La protesta social hasta inicios de este año le estaba restando gobernabilidad a Duque. La pandemia mandó la protesta a una especie de detención domiciliaria, y esto le devolvió temporalmente gobernabilidad a Duque. Es muy probable que en cuanto el pico pase y la cuarentena ya no se pueda extender por más tiempo, resurja el descontento social represado durante todos estos meses. Y por eso es muy conveniente para el gobierno la expedición de una ley que contenga esa oposición.

La reforma que se plantea en el Congreso no es necesaria porque ya hay normas, contravenciones y delitos que proscriben el daño en bien ajeno o a bienes públicos. Ya tenemos normas suficientes para detener y procesar a alguien que rompe los vidrios de un Transmilenio.

La reforma es un retroceso en la protección de la democracia participativa. Habilita al Estado a reprimir las protestas, a tener más herramientas legales para anularlas, debilitarlas o incluso disuadirlas. Eso es incompatible con principios básicos de sociedades libres y encaja en la arquitectura de opresión que progresivamente se está imponiendo en diversos países.

La reforma es además peligrosista, porque se basa en presunciones vagas y prejuicios que maximizan el uso del derecho penal en contra de hombres jóvenes y minorías, como pasa por ejemplo con la ley antiterrorista en Chile, que ha sido aplicada desproporcionadamente contra los mapuches. Se crea una etiqueta de "vándalos" contra los estudiantes, los amenazan con quitarles sus becas, y establecen definiciones vagas de lo que se interpreta como acto de violencia, con lo cual gritar podría encajar como violencia.

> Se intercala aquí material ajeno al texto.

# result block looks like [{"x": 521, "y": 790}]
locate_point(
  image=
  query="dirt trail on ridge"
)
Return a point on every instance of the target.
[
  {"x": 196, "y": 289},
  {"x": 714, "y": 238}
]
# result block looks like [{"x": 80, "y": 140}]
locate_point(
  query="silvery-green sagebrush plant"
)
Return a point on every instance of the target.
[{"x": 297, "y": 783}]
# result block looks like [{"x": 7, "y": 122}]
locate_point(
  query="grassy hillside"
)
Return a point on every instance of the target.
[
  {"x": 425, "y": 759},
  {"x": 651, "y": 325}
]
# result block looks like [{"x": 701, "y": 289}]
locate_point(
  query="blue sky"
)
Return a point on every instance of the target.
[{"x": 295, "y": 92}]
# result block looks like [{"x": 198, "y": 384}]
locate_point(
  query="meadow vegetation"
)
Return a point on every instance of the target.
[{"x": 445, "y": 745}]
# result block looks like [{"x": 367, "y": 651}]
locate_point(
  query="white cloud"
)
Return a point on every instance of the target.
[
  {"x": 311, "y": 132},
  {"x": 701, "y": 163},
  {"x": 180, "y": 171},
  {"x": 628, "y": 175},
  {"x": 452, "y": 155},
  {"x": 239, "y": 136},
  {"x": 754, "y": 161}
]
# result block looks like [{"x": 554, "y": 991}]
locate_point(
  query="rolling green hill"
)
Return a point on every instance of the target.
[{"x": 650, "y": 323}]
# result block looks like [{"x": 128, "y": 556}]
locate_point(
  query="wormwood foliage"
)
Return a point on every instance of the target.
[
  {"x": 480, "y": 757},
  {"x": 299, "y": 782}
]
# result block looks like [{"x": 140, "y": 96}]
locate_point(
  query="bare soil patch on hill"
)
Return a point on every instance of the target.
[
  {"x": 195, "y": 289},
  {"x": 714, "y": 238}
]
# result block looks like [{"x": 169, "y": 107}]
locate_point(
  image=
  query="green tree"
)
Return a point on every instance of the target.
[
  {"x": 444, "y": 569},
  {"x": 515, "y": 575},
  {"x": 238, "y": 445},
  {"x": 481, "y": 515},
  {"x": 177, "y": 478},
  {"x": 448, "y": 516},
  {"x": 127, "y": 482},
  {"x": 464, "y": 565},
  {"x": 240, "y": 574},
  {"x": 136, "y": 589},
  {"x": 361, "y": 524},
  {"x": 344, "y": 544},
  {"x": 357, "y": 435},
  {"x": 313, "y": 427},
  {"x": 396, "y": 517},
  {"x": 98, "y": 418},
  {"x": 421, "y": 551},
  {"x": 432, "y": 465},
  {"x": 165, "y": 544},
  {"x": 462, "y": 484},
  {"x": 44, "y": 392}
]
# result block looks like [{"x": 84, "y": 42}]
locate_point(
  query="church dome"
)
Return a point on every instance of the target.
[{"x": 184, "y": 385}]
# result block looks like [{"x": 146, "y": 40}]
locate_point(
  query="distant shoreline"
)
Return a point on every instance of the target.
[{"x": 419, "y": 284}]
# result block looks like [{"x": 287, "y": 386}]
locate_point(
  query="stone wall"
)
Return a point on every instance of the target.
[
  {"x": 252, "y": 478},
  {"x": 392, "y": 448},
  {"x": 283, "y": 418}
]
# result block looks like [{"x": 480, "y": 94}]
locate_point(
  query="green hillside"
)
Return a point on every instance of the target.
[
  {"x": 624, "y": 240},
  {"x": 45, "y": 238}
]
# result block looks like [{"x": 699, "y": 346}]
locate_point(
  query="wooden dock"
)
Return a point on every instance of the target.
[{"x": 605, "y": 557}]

Finalmente, no debemos perder de vista lo que está en juego aquí. La esencia de la protesta social es la existencia o percepción de existencia de un daño o agravio causado por el Estado a una parte de la población. Esa población se hace visible, se moviliza, expresa sus argumentos, busca una respuesta del Estado. Lamentablemente en Colombia los gobiernos en lugar de atender esas demandas, toman la vía fácil y desvían la atención hacia focos violentos en las protestas. En lugar de individualizar la violencia, la generalizan para deslegitimar la protesta. Eso, en el marco histórico de un uso excesivo y arbitrario de esa fuerza, ha creado las condiciones ideales para amordazar la protesta y con ella, la democracia.